If it is personal transportation, and it flies from point A to point B, where neither A nor B is an airport, then it is a flying car. Any other details don't matter.
If it is personal transportation, and it flies from point A to point B, where neither A nor B is an airport, then it is a flying car.
And not a helicopter.
So the Wright brothers invented the flying car a century ago, and planes with floats are actually cars? Your definition doesn't seem to match how "car" and "plane" are actually used. But whatever. To each his own definition.
Traditionally it also meant something that you could drive on the road as well as fly, and it should be small enough to fit into a single-car garage. But as the many previous attempts have shown, you tend to end up with a crappy car and a crappy plane that happen to be the same thing. Nowadays they have jumbo drones big enough to carry a person.
The technology for "personal air transportation" is already available (though still rather expensive), but the technology to control that much air traffic safely is definitely not ready for prime time yet. People are working on it, though, so eventually it will probably happen. But I think self-driving cars are going to revolutionize personal transportation long before that... which will reduce the demand for flying cars.
The desire to fly above traffic is greatly reduced when you don't have to do the driving yourself.
XML is like violence. If it doesn't solve your problem, you're not using enough of it. --AC
Would these be the same type of computers that currently control fly by wire aircraft yet still have to hand back control to the pilots if conditions exceed their pre-programmed limits? Yeah, I can see that handover going well with a flying car and a "driver" who doesn't have a first clue what to do next.
Or a personal jetpack.
Confucius say, "Find worm in apple - bad. Find half a worm - worse."
Actually, it was Richard Pearse, from New Zealand, several months before the Wright Bros. And, for the record, wherever you see the phrase 'invented by Edison' substitute 'patented first in the USA by Edison' - it is a very important distinction.
> adding a third dimension to travel would make a lot of sense coming next ... you mean global climate change? You're saying a transport system that uses perhaps 5 to 10 times as much energy as existing technologies is what we need at this point?
Sure, we solved the pilot problem.

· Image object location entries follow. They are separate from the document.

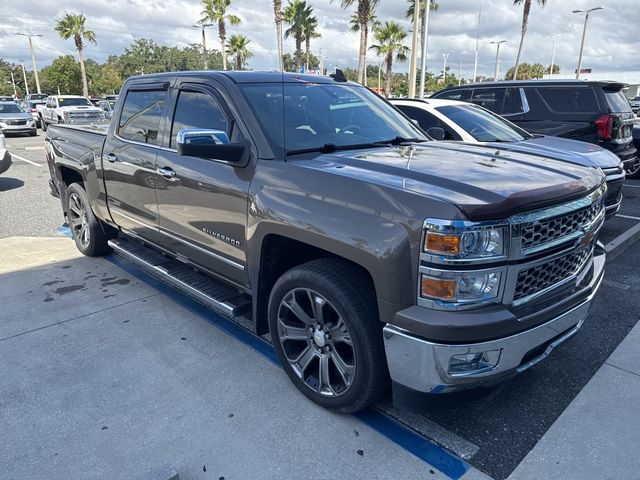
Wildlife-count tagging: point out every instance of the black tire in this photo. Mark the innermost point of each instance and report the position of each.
(86, 229)
(344, 294)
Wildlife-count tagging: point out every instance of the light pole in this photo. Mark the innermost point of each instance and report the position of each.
(584, 33)
(414, 50)
(444, 68)
(497, 68)
(205, 61)
(423, 55)
(33, 57)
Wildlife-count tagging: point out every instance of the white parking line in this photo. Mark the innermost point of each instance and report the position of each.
(13, 155)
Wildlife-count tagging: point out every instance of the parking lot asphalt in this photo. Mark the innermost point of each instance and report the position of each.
(493, 430)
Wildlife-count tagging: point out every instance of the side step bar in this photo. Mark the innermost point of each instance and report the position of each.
(215, 294)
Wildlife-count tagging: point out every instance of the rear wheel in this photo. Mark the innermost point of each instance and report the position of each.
(86, 229)
(325, 330)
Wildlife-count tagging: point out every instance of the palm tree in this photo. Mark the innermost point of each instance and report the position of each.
(409, 14)
(525, 22)
(277, 13)
(297, 15)
(215, 11)
(363, 12)
(238, 48)
(310, 31)
(72, 25)
(390, 45)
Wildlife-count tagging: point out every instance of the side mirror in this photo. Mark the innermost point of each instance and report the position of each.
(213, 144)
(436, 133)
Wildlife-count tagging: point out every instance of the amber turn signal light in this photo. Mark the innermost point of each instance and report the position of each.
(439, 243)
(442, 288)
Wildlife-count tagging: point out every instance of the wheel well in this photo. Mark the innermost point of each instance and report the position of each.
(280, 254)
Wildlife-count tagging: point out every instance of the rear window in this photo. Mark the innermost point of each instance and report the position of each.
(570, 99)
(140, 118)
(618, 102)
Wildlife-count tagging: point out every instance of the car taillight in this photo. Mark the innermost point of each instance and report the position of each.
(604, 127)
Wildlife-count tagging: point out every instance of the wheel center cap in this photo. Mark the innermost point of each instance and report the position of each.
(318, 338)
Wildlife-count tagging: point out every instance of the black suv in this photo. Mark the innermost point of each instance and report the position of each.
(592, 111)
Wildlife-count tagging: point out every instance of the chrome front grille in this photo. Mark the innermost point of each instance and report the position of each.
(539, 233)
(535, 280)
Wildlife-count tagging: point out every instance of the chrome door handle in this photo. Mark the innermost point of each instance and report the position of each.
(166, 172)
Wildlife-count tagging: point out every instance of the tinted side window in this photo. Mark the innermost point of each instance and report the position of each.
(512, 102)
(569, 99)
(461, 95)
(197, 110)
(489, 98)
(140, 118)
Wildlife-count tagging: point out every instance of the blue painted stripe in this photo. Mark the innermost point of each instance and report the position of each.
(424, 449)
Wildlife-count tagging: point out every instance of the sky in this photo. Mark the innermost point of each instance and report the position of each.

Call me when you figured out the problem about how to make VTOL use less energy than a wheel.
Duh.
'It is claimed Pearse flew and landed a powered heavier-than-air machine on 31 March 1903, nine months before the Wright brothers flew their aircraft,[1] but the documentary evidence to support such a claim remains open to interpretation, and Pearse did not develop his aircraft to the same degree as the Wright brothers, who achieved sustained controlled flight.[2] Pearse himself never made such claims, and in an interview he gave to the Timaru Post in 1909 only claimed he did not "attempt anything practical ... until 1904".' -- Wikipedia
Or a broomstick
British invented the English language, and whatever they use is the de facto international standard.

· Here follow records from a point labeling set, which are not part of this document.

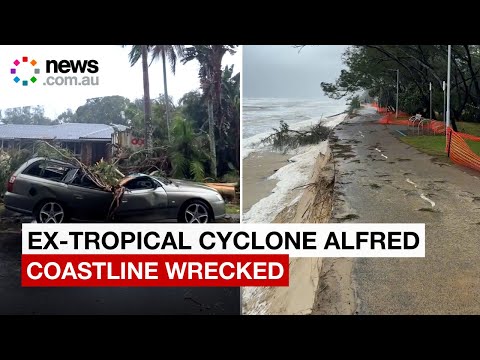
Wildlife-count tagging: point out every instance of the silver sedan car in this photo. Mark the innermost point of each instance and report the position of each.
(54, 191)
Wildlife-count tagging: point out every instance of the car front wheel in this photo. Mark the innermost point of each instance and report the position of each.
(195, 212)
(50, 212)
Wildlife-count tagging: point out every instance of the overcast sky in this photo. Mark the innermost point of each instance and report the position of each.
(115, 76)
(280, 71)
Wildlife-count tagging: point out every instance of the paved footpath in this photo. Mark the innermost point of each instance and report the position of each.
(381, 179)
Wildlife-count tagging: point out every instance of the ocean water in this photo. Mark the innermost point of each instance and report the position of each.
(261, 115)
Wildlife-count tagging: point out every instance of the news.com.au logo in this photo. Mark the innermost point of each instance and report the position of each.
(26, 71)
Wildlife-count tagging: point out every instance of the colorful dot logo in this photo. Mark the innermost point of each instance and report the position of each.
(17, 63)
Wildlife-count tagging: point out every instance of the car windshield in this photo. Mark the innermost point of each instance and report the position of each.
(163, 179)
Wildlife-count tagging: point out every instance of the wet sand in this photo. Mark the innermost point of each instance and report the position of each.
(257, 167)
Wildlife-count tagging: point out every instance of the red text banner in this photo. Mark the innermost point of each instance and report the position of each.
(154, 270)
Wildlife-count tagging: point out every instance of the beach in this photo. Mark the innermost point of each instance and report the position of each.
(257, 168)
(294, 186)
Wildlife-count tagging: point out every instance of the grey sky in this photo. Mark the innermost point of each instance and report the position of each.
(280, 71)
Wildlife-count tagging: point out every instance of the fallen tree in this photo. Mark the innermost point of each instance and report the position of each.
(285, 138)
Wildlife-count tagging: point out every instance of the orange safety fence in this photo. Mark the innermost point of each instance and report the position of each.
(456, 148)
(459, 151)
(435, 126)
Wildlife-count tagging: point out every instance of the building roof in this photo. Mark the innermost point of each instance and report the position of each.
(67, 131)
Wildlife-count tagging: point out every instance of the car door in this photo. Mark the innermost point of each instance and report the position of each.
(144, 200)
(87, 200)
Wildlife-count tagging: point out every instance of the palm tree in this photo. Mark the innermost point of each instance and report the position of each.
(169, 52)
(188, 156)
(210, 74)
(137, 52)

Until they can make them silent, flying cars will create incredible noise pollution. If you've ever heard the Martin Jetpack you will know just one of them is intensely irritating. I can see that GPS will allow automatic allocation of zones for ascending, descending, and travel in different directions (just like aviation) to minimise contentions, but technology is not foolproof, and we will see a lot more ugly accidents.